One of Diana’s thought I love the most is how about she redefined beauty standard. Diana selalu menitikberatkan bahwa setiap perempuan harus tampil percaya diri dengan keunikan masing-masing. Kita tak harus terobsesi dengan standar kecantikan yang selama ini dipersepsikan oleh masyarakat. Sebagai mahasiswa Ilmu Komunikasi, saya sadar bahwa standar kecantikan banyak dikonstruksikan oleh industri kecantikan, iklan dan media. Cantik diidentikan dengan berbagai fitur dan standar yang sama tanpa melihat keunikan yang dimiliki oleh masing-masing individu. Therefore, I found this part of #88LoveLife vol. 2 really encourage every young women out there!


Saya sempat mengalami masa-masa tidak percaya diri terhadap bentuk tubuh. Body shaming issue was once my thing. Usaha untuk menumbuhkan kepercayaan diri terhadap tubuh saya bukanlah sesuatu yang mudah. Apalagi ketika orang terdekat terus-menerus memperolok bahwa saya sangat gemuk. Dulu, ibu saya suka membandingkan bentuk tubuh saya dengannya dan saudara-saudara perempuannya yang memiliki perawakan lencir. Ketika berkumpul bersama keluarga besar ibu, ia sering bercerita bahwa ia menyayangkan postur badan khas keluarga ayah yang menurun padaku: pinggul lebar, bokong dan paha yang besar. Walaupun tak ambil pusing, kadangkala saya merasa sedih karena komentar-komentar tersebut membuat saya tak bisa menikmati acara kumpul bersama keluarga besar dengan nyaman.

Ketika pindah hidup sendiri di Jogjakarta, saya banyak mengisi waktu senggang dengan berolahraga. Hingga suatu ketika, untuk pertama kalinya, saya merasa puas dengan bentuk badan yang saya miliki. Namun ternyata ibu, ayah dan keluarga besar yang lain tidak berpendapat yang sama. Mereka pangling saya terlihat kurus dan memintaku untuk menaikkan berat badan kembali. Seketika itu, saya menyadari bahwa saya tidak akan pernah bisa memuaskan siapapun. Ketika standar ideal kita gantungkan pada orang lain, maka kita tidak akan pernah mencapai standar tersebut.

Selama ini, saya selalu senang mengagumi lekuk badan saya sendiri di depan kaca.
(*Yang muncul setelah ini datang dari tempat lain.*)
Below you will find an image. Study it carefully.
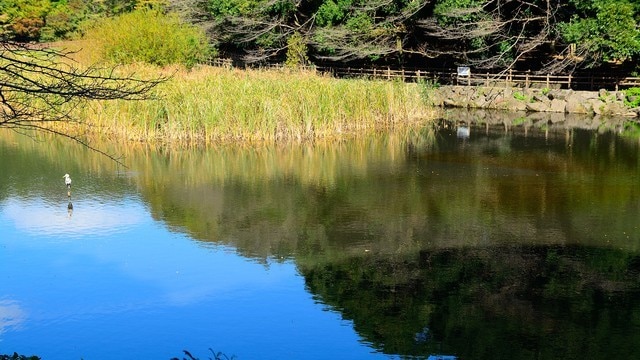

Let’s love ourself karena standar ideal tidak akan pernah tercapai ketika kita sibuk mendengarkan pendapat orang lain. Ideal adalah ketika kita bisa menerima apa yang ada dalam diri kita, berpikir positif dan menghargai hidup ini!
 
Berbicara mengenai #88LoveLife, buku ini tak dapat dipisahkan dari desain dan typografi menarik yang dibuat oleh Dinda Puspitasari! Salah satu desain favorit saya adalah this “I’m too grateful to hate”! Dinda totally nailed it! Dalam bayangan saya, ini adalah cara ilustrator untuk berkata: When life give you lemons, chill, let’s make lemon juice and drink it anyway! (Beside, lemons are good for your health!) Nah, I'm too grateful to hate.


Secara singkat, saya sangat menyukai #88LoveLife vol. 2 karena ketika membacanya, saya merasa sedang melakukan refleksi diri sembari menyuntikkan energi-energi positif. It gives me a courage to face adulthood without leaving my inner childhood behind. Now, I think adulthood is not that scary as long as we manage to life in a happy and positive life!